Sean O'Shea

Personal information
- Born: Kenmare, County Kerry

Sport
- Sport: Gaelic football

Club
- Years: Club
- 1980s-2000s: Dr Crokes

Club titles
- Kerry titles: 2
- Munster titles: 2
- All-Ireland Titles: 1

Inter-county
- Years: County
- 1980s-1990s: Kerry

= Seanie O'Shea =

Irish hurler and Gaelic footballer

Seanie O'Shea is a footballer and hurler from Killarney, County Kerry. He played with the Kerry inter-county hurling team during the 1990s. He played in the famous 1993 Munster Championship win over Waterford.
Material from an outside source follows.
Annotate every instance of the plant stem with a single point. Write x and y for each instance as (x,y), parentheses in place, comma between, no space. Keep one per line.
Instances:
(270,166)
He won an All-Ireland Senior Club Football Championship with Dr Crokes in 1992, and returned as a trainer in later years. He is a brother of former Kerry manager Pat O'Shea.

After retiring from playing, he took up management of teams at all levels with Dr Crokes.

In 2010 and 2011, he was part of John Meyler's backroom team that won the 2011 Christy Ring Cup after losing out in the 2010 final.

In 2011, he was appointed manager of the Kerry minor hurling side. He led the team to the 2012 All Ireland B title with a win over Roscommon in the final. In 2013 he mad it 2 in a row with a win over Meath in the final.